When a company has many different products or even many different lines of business, strategy becomes more complex. The company not only needs to complete a situation analysis for each business, but also needs to determine which businesses warrant focus and investment. The BCG matrix (sometimes called the Growth-Share matrix) was created in 1970 by Bruce Henderson and the Boston Consulting Group to help companies with many businesses or products determine their investment priorities.

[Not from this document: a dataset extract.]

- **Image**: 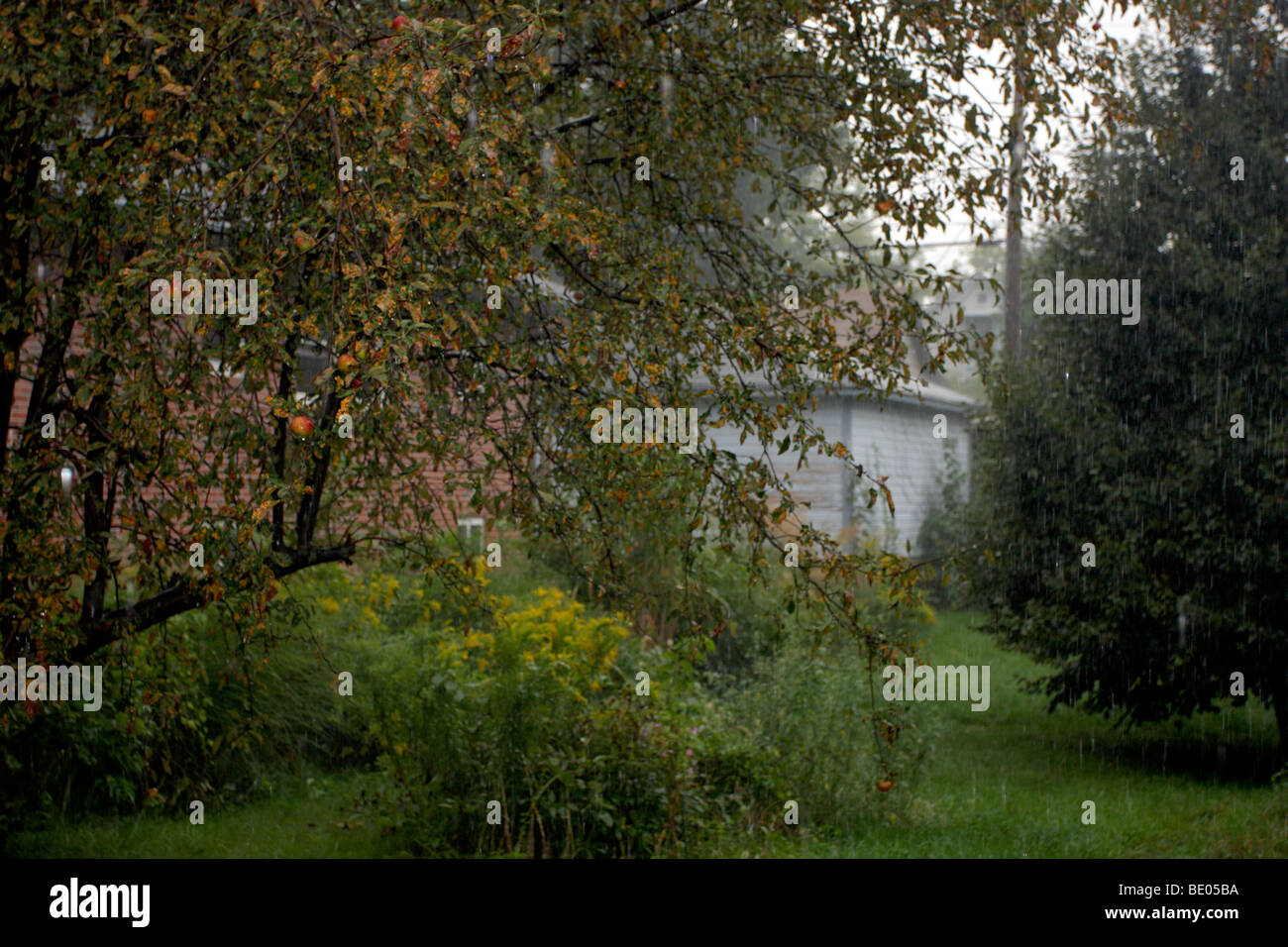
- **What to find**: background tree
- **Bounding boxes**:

The BCG matrix considers two different aspects of a business unit or product:
- What is the current market share?
- What is the market's growth potential?
Market share is the percentage of a market (defined in terms of units sold or revenue) accounted for by a specific product or entity. For instance, if you run a neighborhood lemonade stand that sells 200 glasses of lemonade each summer, and there are two other competing lemonade stands that sell 50 glasses and 150 glasses, respectively, then you have 50 percent market share. Out of 400 glass sold, you sell 200 glasses, or 50 percent of the total.
Companies track market share data closely. For example, what is the market share for different types of cell phones in the U.S.? The International Data Corporation reports these numbers quarterly. As the following table shows, Android phones have had the dominant market share over the past several years.
The market-growth potential is more difficult to quantify, but it's the other important factor in the BCG matrix. Let's use some of the products in Proctor & Gamble's portfolio to identify markets with different growth potential. How about bathroom tissue—is that a high-growth market? Probably not. Data show that, in the U.S. anyway, bathroom tissue use tracks closely with population numbers, which have declined 0.7 percent since 1992. How about the market for high-end skin-care products? Generally, markets for products that serve Americans born between 1946 and 1964—the baby boomers—are growing rapidly. The reason is that this large generation is aging with more income and a longer life expectancy that any previous generation.
Market-growth potential generally includes analysis of similar markets, as well as analysis of the underlying drivers for marketing growth. It can be thought of as a "best guess" at what the future value of a market will be.
Applying the BCG Matrix
The BCG Matrix is comprised of four quadrants that show high and low market share and high and low growth potential. Each quadrant has a name and specific characteristics.
A product or business with low market share in a mature industry is a dog. There is no room for growth, which suggests that no new funds should be invested in it.
A cash cow is a product or business that has high market share and is in a slow-growing industry. It's bringing in more money than is being invested in it, but it doesn't have much growth potential. The profits from a cash cow can be used to fund high-growth investments, but the cash cow itself warrants low investment.
A question mark is a product or business that has low market share currently, but in a growing industry. This case is trickier: the product/business is consuming financing and creating a low rate of return for now, but its direction isn't clear. A question mark has the potential to become either a star or a dog, so close monitoring is needed to determine its growth potential.
A star has high market share in a fast-growing industry. This kind of product or business is poised to bring strong return on the funds invested. It also has the potential to become a cash cow at the end of the product life cycle, which can fund future investments.
According to the logic of the BCG matrix, as an industry grows, all investments become cows or dogs. The intent of the matrix is to help companies make good portfolio-management decisions, focusing investment in the areas that are likely to provide returns and fund future growth.